Difficilmente si ricorda un percorso legato alla legge di bilancio – ex Stabilità o Finanziaria, che dir si voglia – tanto caotico, scivoloso e perfino pericoloso per i conti dello Stato. Il provvedimento sbarca oggi al Senato ancora in alto mare. In una settimana che si annuncia decisiva, anche perché dopo sarà tempo di torroni e panettoni: tutto ciò di cui si è discusso finora, e che è stato messo nero su bianco prima nella nota di aggiornamento al Documento di economia e finanza e poi nella legge, andrà infatti riscritto, rivisto, profondamente ritoccato.

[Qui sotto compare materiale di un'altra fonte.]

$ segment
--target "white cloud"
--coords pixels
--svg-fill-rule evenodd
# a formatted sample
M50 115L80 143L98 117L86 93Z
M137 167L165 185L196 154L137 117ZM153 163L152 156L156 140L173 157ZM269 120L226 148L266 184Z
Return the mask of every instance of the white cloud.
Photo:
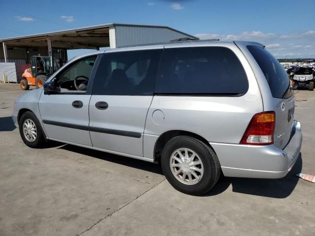
M278 48L279 47L280 47L281 44L280 43L273 43L273 44L267 44L266 45L266 48Z
M181 10L184 7L180 3L173 3L171 4L171 7L174 10Z
M74 20L74 18L72 16L62 16L60 18L65 20L67 22L72 22Z
M307 32L304 32L303 34L305 34L306 35L315 35L315 30L309 30Z
M21 16L16 16L16 18L17 18L19 21L33 21L34 20L33 18L32 17L22 17Z
M258 42L277 58L315 58L315 30L290 32L283 34L260 31L246 31L234 34L214 32L195 34L201 39L219 38L223 40Z

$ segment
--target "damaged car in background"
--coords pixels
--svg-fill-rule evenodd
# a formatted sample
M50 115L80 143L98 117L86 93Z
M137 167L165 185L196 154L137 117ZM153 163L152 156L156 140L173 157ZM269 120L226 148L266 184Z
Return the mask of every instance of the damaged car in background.
M293 89L307 88L310 91L314 90L314 68L300 67L295 71L292 79Z

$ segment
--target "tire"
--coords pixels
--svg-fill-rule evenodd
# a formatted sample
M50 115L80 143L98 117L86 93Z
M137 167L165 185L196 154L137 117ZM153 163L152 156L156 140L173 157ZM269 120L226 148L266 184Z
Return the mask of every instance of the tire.
M185 154L185 150L187 150L188 155ZM177 159L182 160L179 153L176 152L178 150L183 155L189 156L189 158L191 158L194 152L195 157L193 160L189 158L188 162L186 164L180 164L173 157L176 156ZM195 168L200 169L203 168L202 174L201 172L192 171L191 169L191 165L193 162L199 163L197 162L198 161L201 161L201 164L193 168L195 170L196 170ZM171 164L174 166L180 165L185 168L188 174L185 179L183 179L184 173L181 176L180 174L175 177L173 173L180 171L180 167L171 167ZM166 179L174 188L182 193L195 196L209 191L218 181L221 173L219 159L213 150L200 140L189 136L177 136L167 142L162 151L161 165ZM194 175L192 174L192 172L194 173ZM188 176L189 174L190 177ZM195 177L195 175L200 178L199 180Z
M21 81L21 82L20 82L20 86L21 86L21 88L23 90L29 90L29 88L30 88L30 86L29 85L28 81L25 79L23 79Z
M39 88L43 86L43 85L47 80L47 77L45 75L39 75L36 77L35 85L36 88Z
M25 121L29 120L29 123L32 124L32 122L35 125L36 135L33 141L30 140L31 139L28 138L28 135L24 134L23 128ZM28 121L26 121L28 122ZM32 112L26 112L24 113L19 121L19 129L20 130L20 135L24 143L30 148L41 148L44 147L45 144L45 141L43 136L43 133L41 129L41 126L39 123L38 119L35 115ZM31 131L29 130L29 131ZM34 131L34 130L32 130ZM28 132L28 131L26 131ZM28 132L29 133L29 132ZM33 138L33 137L32 136Z

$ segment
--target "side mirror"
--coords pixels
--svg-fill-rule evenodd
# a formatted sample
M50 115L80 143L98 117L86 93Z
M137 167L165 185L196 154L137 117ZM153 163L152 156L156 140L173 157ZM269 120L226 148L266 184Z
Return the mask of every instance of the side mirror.
M55 92L57 90L57 88L54 80L48 82L45 82L43 87L44 87L44 90L47 92Z

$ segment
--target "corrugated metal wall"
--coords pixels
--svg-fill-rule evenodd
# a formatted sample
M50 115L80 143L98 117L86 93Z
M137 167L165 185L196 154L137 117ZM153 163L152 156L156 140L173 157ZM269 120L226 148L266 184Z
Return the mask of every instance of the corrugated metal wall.
M116 47L164 43L189 37L184 33L160 27L115 26Z
M15 62L0 63L0 76L2 80L2 75L6 75L6 81L8 82L16 82L16 70Z

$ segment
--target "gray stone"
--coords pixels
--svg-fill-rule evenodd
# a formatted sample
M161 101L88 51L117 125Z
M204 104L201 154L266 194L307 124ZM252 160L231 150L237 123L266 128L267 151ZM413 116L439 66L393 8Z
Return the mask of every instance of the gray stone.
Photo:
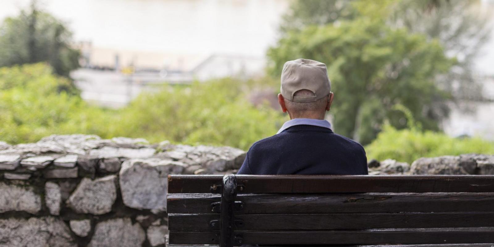
M151 215L143 215L142 214L139 214L135 216L135 220L138 222L141 223L141 225L149 225L149 224L146 224L146 222L151 220Z
M159 159L125 161L120 172L120 189L124 204L153 212L165 211L167 176L181 174L183 163Z
M96 167L99 160L97 157L88 155L79 156L77 158L77 164L80 167L80 175L82 176L87 176L94 177Z
M15 170L21 162L19 155L0 155L0 170Z
M94 180L83 178L66 203L78 213L98 215L109 212L117 199L116 179L115 175Z
M475 159L479 175L494 175L494 155L478 155Z
M77 163L77 155L66 155L53 161L53 165L62 167L73 167Z
M0 213L25 211L36 213L41 210L41 197L31 187L0 182Z
M131 138L128 137L114 137L112 142L115 146L120 148L139 148L147 147L149 145L149 142L144 138Z
M88 247L140 247L146 239L144 230L128 218L116 218L96 224Z
M30 169L42 169L50 165L54 160L55 159L51 156L37 156L22 160L21 165Z
M156 150L154 148L125 148L113 147L103 147L99 149L89 151L89 155L100 159L122 157L129 159L144 159L151 157Z
M78 177L79 167L47 168L43 171L45 178L71 178Z
M63 179L58 181L60 186L62 202L65 202L69 199L70 195L77 187L79 182L76 179Z
M166 226L151 226L148 228L148 240L151 246L155 247L160 245L164 245L166 243L165 236L168 228Z
M27 180L31 177L31 174L29 173L13 173L12 172L5 172L3 173L3 177L5 179Z
M206 162L205 165L211 173L240 168L246 155L243 150L230 147L215 147L211 152L216 157Z
M477 155L466 154L459 156L458 165L463 168L463 170L468 174L475 174L477 170L477 162L475 158Z
M76 247L70 230L52 216L0 219L0 247Z
M100 160L98 169L102 172L117 172L120 170L122 162L117 157L108 158Z
M459 165L458 156L421 158L413 162L412 174L420 175L465 175L468 172Z
M0 141L0 150L8 149L11 148L12 148L12 145L4 141Z
M406 162L388 159L380 162L379 169L386 174L406 174L410 171L410 165Z
M107 142L110 142L110 141L101 140L99 136L95 135L52 135L43 137L35 143L34 146L30 149L24 148L22 151L38 155L40 152L49 152L84 155L86 150L98 148Z
M58 184L53 182L46 182L44 184L44 202L50 214L60 215L62 195L60 187Z
M161 154L165 157L176 160L183 160L187 157L186 153L175 150L164 152Z
M187 168L185 168L185 170L184 170L184 174L194 174L196 171L200 169L201 169L202 168L203 166L199 165L191 165L190 166L188 166Z
M69 222L70 229L74 233L79 237L85 237L91 231L91 220L72 220Z

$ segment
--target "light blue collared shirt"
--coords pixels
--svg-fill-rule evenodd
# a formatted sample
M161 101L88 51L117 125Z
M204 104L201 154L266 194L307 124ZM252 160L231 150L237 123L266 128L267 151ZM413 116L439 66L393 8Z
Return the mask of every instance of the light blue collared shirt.
M278 133L276 134L279 134L283 132L283 130L296 125L312 125L319 126L319 127L324 127L325 128L331 129L331 124L329 124L329 122L326 120L313 119L293 119L288 120L286 122L285 124L283 124L283 125L281 126L281 128L278 130Z

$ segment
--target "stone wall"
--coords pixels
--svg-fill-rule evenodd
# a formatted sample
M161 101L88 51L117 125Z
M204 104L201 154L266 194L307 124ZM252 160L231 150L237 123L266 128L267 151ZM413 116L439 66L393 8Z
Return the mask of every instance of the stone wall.
M372 160L368 165L370 175L494 175L494 155L421 158L412 165L394 160Z
M166 176L235 173L229 147L52 135L0 142L0 247L165 246ZM370 161L370 174L494 174L494 156Z
M95 135L0 142L0 247L165 246L166 176L234 173L245 157Z

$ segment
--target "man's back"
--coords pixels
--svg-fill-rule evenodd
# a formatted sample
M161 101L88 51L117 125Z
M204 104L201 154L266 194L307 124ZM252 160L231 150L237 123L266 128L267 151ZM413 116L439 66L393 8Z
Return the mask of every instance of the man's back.
M254 143L238 174L366 175L360 144L329 128L295 125Z

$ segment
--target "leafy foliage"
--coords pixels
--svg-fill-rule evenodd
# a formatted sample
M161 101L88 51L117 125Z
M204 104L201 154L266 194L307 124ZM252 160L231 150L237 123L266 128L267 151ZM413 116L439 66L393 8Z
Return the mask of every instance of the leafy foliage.
M476 153L494 154L494 143L479 137L454 138L417 128L398 130L385 124L372 143L365 147L369 160L392 158L411 164L420 157Z
M58 75L68 76L79 67L79 50L71 46L72 34L49 14L22 11L0 26L0 67L47 62Z
M396 104L410 109L429 129L437 129L447 113L436 109L449 95L434 79L454 60L445 55L437 41L391 29L378 20L309 26L287 34L268 55L275 76L285 61L299 57L326 63L335 93L335 129L364 144L375 137L385 117L393 126L406 126L403 115L392 110Z
M127 108L110 110L60 91L70 81L52 75L46 64L1 68L0 140L19 143L54 133L82 133L246 149L276 133L287 119L247 102L244 82L226 79L158 88Z

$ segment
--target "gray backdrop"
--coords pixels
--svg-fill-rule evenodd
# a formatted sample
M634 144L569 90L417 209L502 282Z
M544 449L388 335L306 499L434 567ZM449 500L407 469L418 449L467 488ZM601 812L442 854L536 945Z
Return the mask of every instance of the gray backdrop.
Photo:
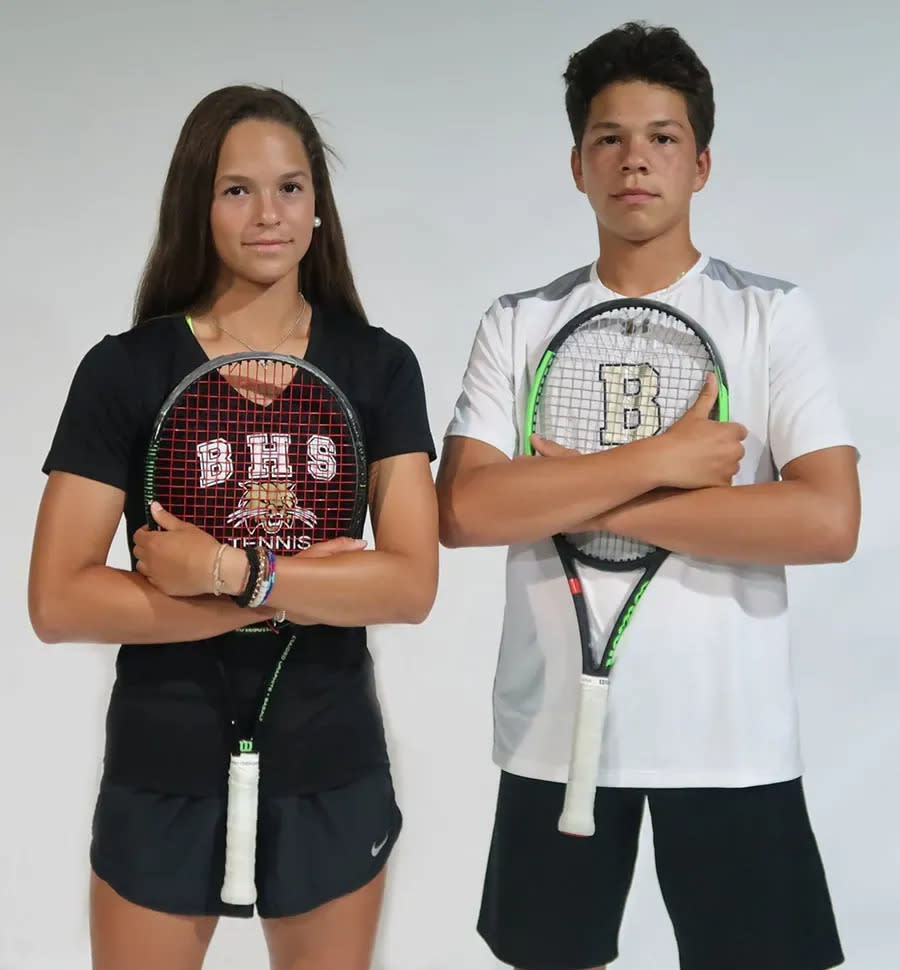
M806 285L826 310L863 456L865 521L850 564L791 571L807 788L847 966L900 966L900 660L888 613L900 515L889 501L900 14L889 0L757 0L732 20L727 5L677 9L662 0L4 5L0 970L89 965L87 847L115 651L38 643L27 557L40 464L73 368L128 325L187 112L213 88L256 81L283 86L320 117L343 159L336 191L360 291L372 320L417 351L440 440L491 299L596 254L568 174L560 74L570 52L633 16L678 26L716 85L698 244ZM372 637L406 817L378 970L498 966L474 921L496 785L502 561L496 549L444 552L429 621ZM114 562L125 562L121 535ZM622 970L676 965L648 846ZM224 922L208 966L262 965L258 924Z

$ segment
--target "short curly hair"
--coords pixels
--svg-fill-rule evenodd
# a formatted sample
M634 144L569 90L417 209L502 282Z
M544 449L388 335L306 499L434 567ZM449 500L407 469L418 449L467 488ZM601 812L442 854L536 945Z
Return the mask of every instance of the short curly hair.
M708 147L715 120L712 80L706 66L674 27L632 21L616 27L569 58L566 114L581 146L591 101L618 81L646 81L678 91L687 105L699 154Z

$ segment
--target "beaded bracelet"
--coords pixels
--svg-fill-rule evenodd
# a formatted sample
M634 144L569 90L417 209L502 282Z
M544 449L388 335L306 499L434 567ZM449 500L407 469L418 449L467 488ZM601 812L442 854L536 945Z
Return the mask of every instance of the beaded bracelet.
M260 556L262 559L262 555ZM275 553L271 549L265 550L265 561L260 572L260 589L258 595L254 596L250 601L250 605L253 607L262 606L263 603L269 598L269 594L272 592L272 587L275 585Z
M237 596L232 596L231 598L237 603L238 606L249 606L250 600L253 598L256 592L257 584L259 582L259 556L254 555L256 553L255 549L245 549L244 554L247 556L247 564L250 567L250 572L247 575L247 585L244 587L243 591L238 593Z

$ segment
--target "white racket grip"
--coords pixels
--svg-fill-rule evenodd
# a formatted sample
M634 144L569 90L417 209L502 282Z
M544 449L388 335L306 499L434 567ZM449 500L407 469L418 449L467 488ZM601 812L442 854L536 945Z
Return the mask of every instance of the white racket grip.
M594 799L597 774L600 771L600 749L606 722L609 681L606 678L581 675L575 709L575 733L572 736L572 760L559 831L565 835L594 834Z
M233 754L228 766L228 816L225 823L223 903L256 902L256 810L259 754Z

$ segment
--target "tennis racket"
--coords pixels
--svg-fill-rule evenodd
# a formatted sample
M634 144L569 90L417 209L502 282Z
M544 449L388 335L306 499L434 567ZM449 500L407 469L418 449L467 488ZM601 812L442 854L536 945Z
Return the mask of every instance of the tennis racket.
M719 388L710 417L727 421L725 368L698 323L652 300L589 307L554 336L541 358L528 399L526 454L534 454L534 433L585 454L660 434L695 403L710 372ZM638 603L669 553L610 532L559 533L553 543L572 594L582 664L559 830L587 836L594 834L610 673ZM576 563L641 573L602 652Z
M293 555L317 542L362 534L367 478L359 421L326 374L284 354L232 354L188 374L163 404L147 451L147 524L158 528L150 505L159 501L219 542ZM255 737L295 640L291 636L281 652L250 730L237 724L218 656L233 741L221 893L226 903L256 901Z

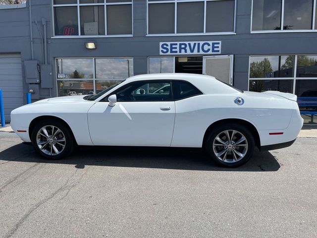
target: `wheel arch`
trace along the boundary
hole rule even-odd
[[[256,146],[260,148],[261,146],[261,140],[260,138],[260,135],[259,134],[259,132],[258,132],[258,130],[257,129],[255,126],[252,124],[250,121],[244,120],[243,119],[222,119],[221,120],[217,120],[212,123],[211,125],[210,125],[206,132],[205,132],[205,135],[204,135],[204,139],[203,140],[203,148],[205,147],[205,144],[207,139],[208,135],[209,133],[212,130],[212,129],[217,127],[217,126],[224,124],[226,123],[237,123],[240,124],[243,124],[248,129],[250,130],[251,132],[254,135],[254,141],[256,144]]]
[[[33,129],[34,129],[35,125],[37,124],[37,123],[39,123],[40,121],[45,120],[45,119],[54,119],[64,124],[64,125],[65,126],[66,126],[67,128],[69,130],[69,131],[70,131],[70,133],[71,133],[73,138],[74,138],[74,141],[75,141],[75,142],[77,144],[76,138],[75,138],[75,136],[74,136],[74,133],[73,133],[73,131],[72,130],[71,128],[70,128],[70,126],[69,126],[68,123],[65,120],[63,120],[60,118],[58,118],[58,117],[56,117],[54,116],[50,116],[50,115],[40,116],[39,117],[37,117],[37,118],[35,118],[31,121],[31,122],[30,123],[30,125],[29,125],[29,136],[30,136],[30,139],[31,140],[31,141],[32,141],[32,133]]]

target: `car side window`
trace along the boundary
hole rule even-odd
[[[115,92],[117,102],[171,101],[171,82],[165,81],[135,82]]]
[[[175,100],[203,94],[196,87],[188,82],[175,81],[172,83],[173,94]]]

Con un primo risultato chiaro, che andiamo ripetendo da mesi: il Parlamento ha discusso per settimane di un’altra cosa. Cioè di numeri diversi dal vero, fissati col solo intento propagandistico quando il quadro macroeconomico era già ben delineato. Ha cioè discusso di una manovra fantasmagorica che non vedrà mai la luce. Un vero e proprio bluff autoinflitto.
Di fatto, è stato esautorato dai suoi poteri visto che i tempi, strettissimi, richiederanno una doppia approvazione inevitabilmente ponendo la questione di fiducia nel giro del prossimi dieci giorni. Prima appunto a palazzo Madama e poi di nuovo a Montecitorio. I segnali che occorre mandare all’Europa, in un gioco dell’oca fra reddito di cittadinanza e (pseudo)quota 100, spingeranno infatti il rapporto deficit-Pil verso il 2%.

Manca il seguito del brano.